LDA¶
Online Latent Dirichlet Allocation with Infinite Vocabulary.
Latent Dirichlet allocation (LDA) is a probabilistic approach for exploring topics in document collections. The key advantage of this variant is that it assumes an infinite vocabulary, meaning that the set of tokens does not have to known in advance, as opposed to the implementation from sklearn The results produced by this implementation are identical to those from the original implementation proposed by the method's authors.
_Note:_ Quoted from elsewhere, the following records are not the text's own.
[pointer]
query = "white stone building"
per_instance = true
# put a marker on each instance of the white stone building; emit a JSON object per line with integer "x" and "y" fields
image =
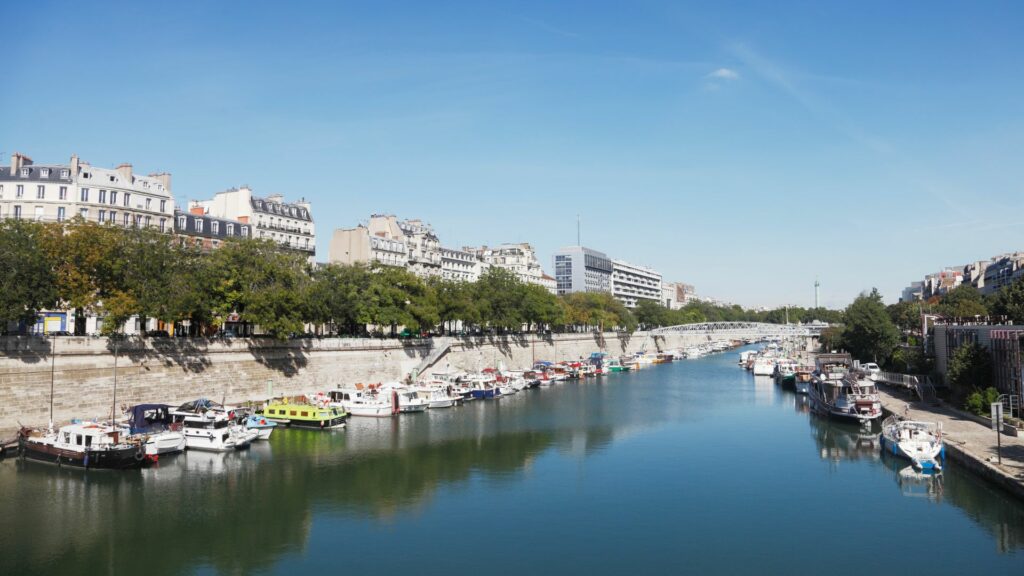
{"x": 60, "y": 192}
{"x": 631, "y": 283}
{"x": 460, "y": 264}
{"x": 289, "y": 223}
{"x": 520, "y": 259}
This class takes as input token counts. Therefore, it requires you to tokenize beforehand. You can do so by using a feature_extraction.BagOfWords
instance, as shown in the example below.
Parameters¶
-
n_components
Default →
10
Number of topics of the latent Drichlet allocation.
-
number_of_documents
Default →
1000000.0
Estimated number of documents.
-
alpha_theta
Default →
0.5
Hyper-parameter of the Dirichlet distribution of topics.
-
alpha_beta
Default →
100.0
Hyper-parameter of the Dirichlet process of distribution over words.
-
tau
Default →
64.0
Learning inertia to prevent premature convergence.
-
kappa
Default →
0.75
The learning rate kappa controls how quickly new parameters estimates replace the old ones. kappa ∈ (0.5, 1] is required for convergence.
-
vocab_prune_interval
Default →
10
Interval at which to refresh the words topics distribution.
-
number_of_samples
Default →
10
Number of iteration to computes documents topics distribution.
-
ranking_smooth_factor
Default →
1e-12
-
burn_in_sweeps
Default →
5
Number of iteration necessaries while analyzing a document before updating document topics distribution.
-
maximum_size_vocabulary
Default →
4000
Maximum size of the stored vocabulary.
-
seed
Type → int | None
Default →
None
Random number seed used for reproducibility.
Attributes¶
-
counter (int)
The current number of observed documents.
-
truncation_size_prime (int)
Number of distincts words stored in the vocabulary. Updated before processing a document.
-
truncation_size (int)
Number of distincts words stored in the vocabulary. Updated after processing a document.
-
word_to_index (dict)
Words as keys and indexes as values.
-
index_to_word (dict)
Indexes as keys and words as values.
-
nu_1 (dict)
Weights of the words. Component of the variational inference.
-
nu_2 (dict)
Weights of the words. Component of the variational inference.
Examples¶
from river import compose
from river import feature_extraction
from river import preprocessing
X = [
'weather cold',
'weather hot dry',
'weather cold rainy',
'weather hot',
'weather cold humid',
]
lda = compose.Pipeline(
feature_extraction.BagOfWords(),
preprocessing.LDA(
n_components=2,
number_of_documents=60,
seed=42
)
)
for x in X:
lda.learn_one(x)
topics = lda.transform_one(x)
print(topics)
{0: 0.5, 1: 2.5}
{0: 2.499..., 1: 1.5}
{0: 0.5, 1: 3.5}
{0: 0.5, 1: 2.5}
{0: 1.5, 1: 2.5}
Methods¶
learn_one
Update with a set of features x
.
A lot of transformers don't actually have to do anything during the learn_one
step because they are stateless. For this reason the default behavior of this function is to do nothing. Transformers that however do something during the learn_one
can override this method.
Parameters
- x — 'dict'
learn_transform_one
Equivalent to lda.learn_one(x).transform_one(x)
s, but faster.
Parameters
- x — 'dict'
Returns
dict: Component attributions for the input document.
transform_one
Transform a set of features x
.
Parameters
- x — 'dict'
Returns
dict: The transformed values.